Your identity is never stored with your health data. Flow & Glow does not maintain any table or record that links your email address to your health logs. This is our default architecture, not an opt-in feature. |
SECTION 16
16. AI & Algorithmic Predictions
Flow & Glow uses a machine-learning cycle-prediction model to provide you with period forecasts, fertile window predictions, and phase-based wellness guidance. We want you to understand how this works.
What the model does: The model uses your historical cycle data (period dates, length, symptoms) to generate personalised predictions. It weights your recent cycles more heavily than older ones, and it communicates its confidence level alongside each prediction.
What the model does not do: It does not provide medical diagnoses. It does not make any decision with legal or similarly significant effect. Its predictions are informational tools. They are not a substitute for medical advice. We comply with GDPR Article 22. No automated decision-making of legal significance without human review.
Data used for training: The global model was trained on anonymised, aggregated, opt-in data from a consenting research cohort. Your personal data is used only to personalise your own predictions. It is not used to retrain the global model unless you separately opt in to the research programme.
Accuracy and limitations: Cycle prediction models are probabilistic. Individual cycles vary. Predictions become more accurate over time as the model learns your personal patterns. Do not rely on cycle predictions as a method of contraception.
Medical Disclaimer: Flow & Glow is a wellness application, not a medical device. It does not diagnose, treat, cure, or prevent any medical condition. Consult a qualified healthcare provider for medical advice. |
SECTION 17
17. Changes to This Policy
We review this Privacy Policy at least every six months and update it when our practices change or applicable law requires. When we make material changes that affect your rights or how we use your health data, we will:
Post the updated policy on flowandglow.app/privacy with an updated Effective Date
Send you an email notification to the address associated with your account at least 14 days before the change takes effect
Display a prominent in-app notice for at least 30 days after a material change goes live
Maintain a version history at flowandglow.app/privacy/changelog so you can review what changed
For material changes to how we process your health data, we will ask for your fresh consent where required by law before applying the change to your data. If you do not consent, you may continue to use the Service under the prior terms, or you may delete your account.
SECTION 18
18. Contact & Complaints
Privacy Enquiries & Rights Requests
Email: privacy@flowandglow.app DPO: dpo@flowandglow.app Postal address: 63 Linthaugh Road, Glasgow, Scotland, G53 5TS, United Kingdom We aim to respond to all enquiries within 30 days.
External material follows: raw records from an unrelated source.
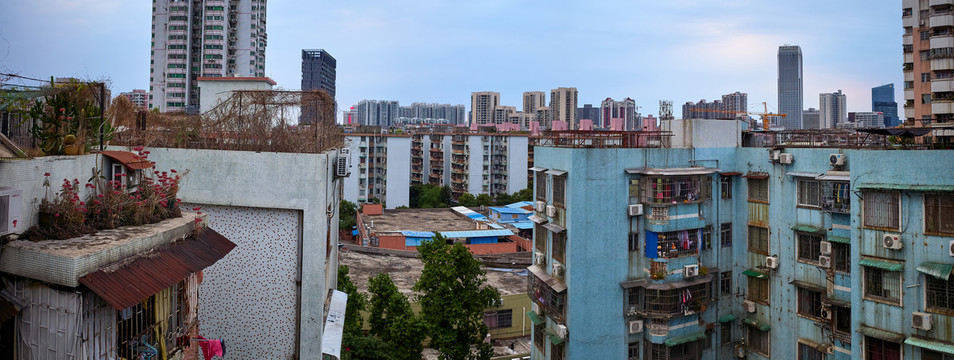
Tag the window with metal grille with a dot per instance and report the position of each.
(939, 214)
(758, 341)
(841, 257)
(499, 319)
(758, 239)
(559, 246)
(809, 303)
(877, 349)
(559, 191)
(758, 190)
(882, 209)
(809, 193)
(725, 185)
(673, 190)
(758, 290)
(809, 247)
(940, 294)
(806, 352)
(725, 283)
(726, 233)
(882, 285)
(541, 184)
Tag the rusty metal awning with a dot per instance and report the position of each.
(129, 159)
(133, 281)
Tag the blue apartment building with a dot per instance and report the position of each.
(695, 243)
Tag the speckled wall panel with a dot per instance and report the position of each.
(249, 298)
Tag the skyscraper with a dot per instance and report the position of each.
(482, 105)
(318, 71)
(882, 100)
(563, 107)
(790, 86)
(832, 109)
(202, 38)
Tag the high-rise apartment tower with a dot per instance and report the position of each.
(202, 38)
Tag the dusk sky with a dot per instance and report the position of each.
(440, 51)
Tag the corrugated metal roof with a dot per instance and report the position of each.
(938, 270)
(909, 187)
(930, 344)
(476, 233)
(880, 334)
(880, 264)
(682, 339)
(129, 159)
(130, 283)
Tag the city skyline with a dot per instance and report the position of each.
(715, 49)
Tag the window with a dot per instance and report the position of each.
(758, 190)
(758, 290)
(758, 239)
(809, 193)
(882, 209)
(806, 352)
(758, 341)
(559, 190)
(725, 283)
(940, 294)
(675, 190)
(541, 184)
(841, 257)
(559, 246)
(726, 187)
(726, 233)
(633, 353)
(882, 285)
(809, 303)
(877, 349)
(809, 247)
(499, 319)
(939, 214)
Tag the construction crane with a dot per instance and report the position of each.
(765, 115)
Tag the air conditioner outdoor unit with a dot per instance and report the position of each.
(824, 247)
(635, 209)
(922, 321)
(786, 158)
(690, 270)
(635, 326)
(343, 163)
(836, 159)
(891, 241)
(739, 351)
(10, 202)
(558, 269)
(749, 306)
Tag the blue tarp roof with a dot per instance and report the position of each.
(523, 225)
(509, 210)
(476, 233)
(420, 234)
For complex MHMDA requests, we may use the additional 45-day period permitted by law. |
EU Supervisory Authorities
If you are located in the EEA and believe we have violated your GDPR rights, you have the right to lodge a complaint with your national data protection authority. A list of EU supervisory authorities is available at: edpb.europa.eu/about-edpb/board/members_en. We encourage you to contact us first, as we can often resolve issues more quickly than a formal regulatory process.
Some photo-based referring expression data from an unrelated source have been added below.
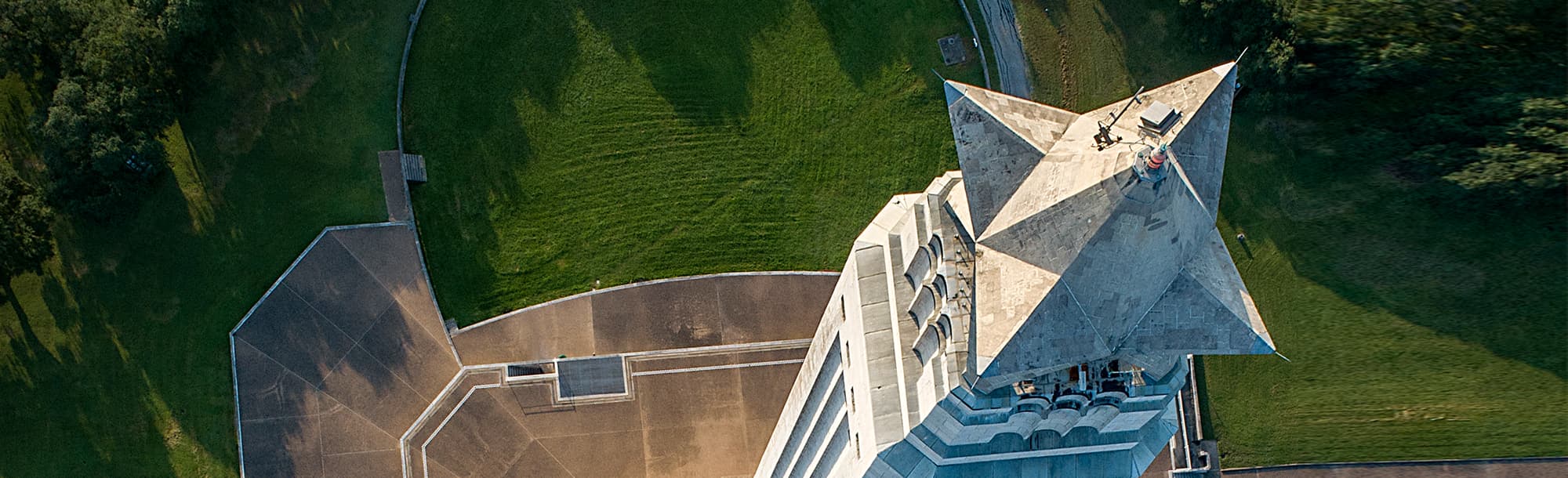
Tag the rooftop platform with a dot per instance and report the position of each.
(344, 369)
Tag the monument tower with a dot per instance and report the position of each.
(1028, 316)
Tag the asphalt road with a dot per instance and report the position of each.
(1011, 63)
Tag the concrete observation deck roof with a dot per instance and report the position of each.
(344, 369)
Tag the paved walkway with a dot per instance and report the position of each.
(1511, 468)
(683, 313)
(394, 187)
(1011, 63)
(346, 371)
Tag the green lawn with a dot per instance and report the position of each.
(117, 360)
(1414, 331)
(622, 142)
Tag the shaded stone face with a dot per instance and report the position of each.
(1080, 256)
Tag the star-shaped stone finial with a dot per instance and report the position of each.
(1092, 250)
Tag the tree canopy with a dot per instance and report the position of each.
(26, 242)
(1467, 93)
(107, 71)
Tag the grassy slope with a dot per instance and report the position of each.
(1414, 333)
(625, 142)
(118, 363)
🇬🇧 UK Information Commissioner's Office: Contact the ICO at ico.org.uk or call 0303 123 1113.
🇺🇸 Washington State Attorney General: Washington State residents may contact the WA Attorney General regarding MHMDA rights at ag.wa.gov
🇺🇸 California Privacy Protection Agency: California residents may contact the CPPA regarding CCPA/CPRA rights at cppa.ca.gov
Your body is yours. Your data is yours.
We are honoured that you trust us with it.